Description
These Low-Carb Greek Chicken Bowls are a delicious, nutritious meal featuring oven-roasted, spiced chicken breasts served over mixed greens and topped with a fresh medley of cucumber, cherry tomatoes, red onion, Kalamata olives, feta cheese, and a tangy tzatziki-lemon dressing. This recipe balances hearty protein with vibrant Mediterranean flavors for a satisfying low-carb option perfect for weeknight dinners or meal prep.
Ingredients
Scale
Chicken and Seasoning
- 5 pounds boneless, skinless chicken breasts
- 2 tablespoons olive oil
- 1 teaspoon dried oregano
- 1 teaspoon garlic powder
- 1 teaspoon onion powder
- 1/2 teaspoon ground cumin
- 1/2 teaspoon smoked paprika
- 1/4 teaspoon salt
- 1/4 teaspoon black pepper
Vegetable Toppings
- 1 medium cucumber, diced
- 1 cup cherry tomatoes, halved
- 1/2 red onion, thinly sliced
- 1/2 cup Kalamata olives, pitted and sliced
Additional Toppings and Dressing
- 1/4 cup crumbled feta cheese
- 1/4 cup fresh parsley, chopped
- 1/4 cup tzatziki sauce
- 1 tablespoon lemon juice
- 2 cups mixed greens
Instructions
- Preheat Oven: Preheat your oven to 400°F (200°C) to prepare for roasting the chicken.
- Prepare Chicken: Place the boneless, skinless chicken breasts on a cutting board and trim any excess fat or skin. Pat dry with paper towels to remove excess moisture.
- Make Spice Rub: In a small bowl, combine olive oil, dried oregano, garlic powder, onion powder, ground cumin, smoked paprika, salt, and black pepper. Mix thoroughly.
- Coat Chicken: Rub the spice mixture evenly over both sides of each chicken breast to ensure full coverage and flavor.
- Sear Chicken: Heat a large oven-safe skillet over medium-high heat. Once hot, add chicken breasts and sear for 2-3 minutes per side until golden brown.
- Roast Chicken: Transfer the skillet to the preheated oven and roast the chicken for 18-20 minutes until the internal temperature reaches 165°F (75°C).
- Prepare Vegetables: While chicken roasts, dice the cucumber, halve the cherry tomatoes, thinly slice the red onion, slice Kalamata olives, crumble feta cheese, and chop fresh parsley. Combine all vegetable ingredients in a medium bowl.
- Make Dressing: In a small bowl, mix tzatziki sauce with lemon juice to create a flavorful dressing.
- Rest and Slice Chicken: After roasting, remove chicken from oven and let rest for 5 minutes, then slice into thin strips.

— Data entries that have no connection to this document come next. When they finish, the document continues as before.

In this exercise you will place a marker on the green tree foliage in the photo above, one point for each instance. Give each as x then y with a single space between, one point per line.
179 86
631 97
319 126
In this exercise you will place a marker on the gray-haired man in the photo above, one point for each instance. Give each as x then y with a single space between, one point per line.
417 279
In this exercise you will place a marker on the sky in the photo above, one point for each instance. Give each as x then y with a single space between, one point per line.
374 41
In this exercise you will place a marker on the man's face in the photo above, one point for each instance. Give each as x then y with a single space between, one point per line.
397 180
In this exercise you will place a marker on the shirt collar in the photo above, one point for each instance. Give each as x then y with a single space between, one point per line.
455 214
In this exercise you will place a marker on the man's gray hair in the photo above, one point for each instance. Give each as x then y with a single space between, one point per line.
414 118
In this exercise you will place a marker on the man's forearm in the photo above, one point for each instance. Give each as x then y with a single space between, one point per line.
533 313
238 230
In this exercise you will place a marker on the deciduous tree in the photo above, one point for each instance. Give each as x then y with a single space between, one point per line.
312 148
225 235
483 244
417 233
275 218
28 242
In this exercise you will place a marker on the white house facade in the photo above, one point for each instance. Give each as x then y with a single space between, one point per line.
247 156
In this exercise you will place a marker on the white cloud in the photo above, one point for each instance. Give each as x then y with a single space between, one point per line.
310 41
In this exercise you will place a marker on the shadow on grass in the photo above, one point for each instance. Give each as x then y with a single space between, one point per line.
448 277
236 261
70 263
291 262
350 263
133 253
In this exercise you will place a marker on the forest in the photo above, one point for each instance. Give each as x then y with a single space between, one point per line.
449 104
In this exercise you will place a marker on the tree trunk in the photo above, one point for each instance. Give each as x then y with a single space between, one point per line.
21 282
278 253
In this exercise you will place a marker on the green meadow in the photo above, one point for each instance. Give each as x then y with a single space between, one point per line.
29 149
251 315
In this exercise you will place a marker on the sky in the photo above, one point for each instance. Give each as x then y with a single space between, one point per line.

- Assemble Bowls: Place mixed greens as a base in each bowl. Top with sliced chicken and the prepared vegetable mixture.
- Add Dressing: Drizzle the tzatziki-lemon dressing over the top.
- Serve: Serve immediately and enjoy the fresh, flavorful Low-Carb Greek Chicken Bowls.
Notes
- Ensure chicken is cooked to an internal temperature of 165°F (75°C) for safety.
- For extra flavor, marinate the chicken in the spice rub for a few hours before cooking.
- You can substitute mixed greens with baby spinach or arugula as preferred.
- Try adding a squeeze of fresh lemon over the finished bowls for added brightness.
- These bowls are great for meal prep and store well refrigerated for up to 3 days.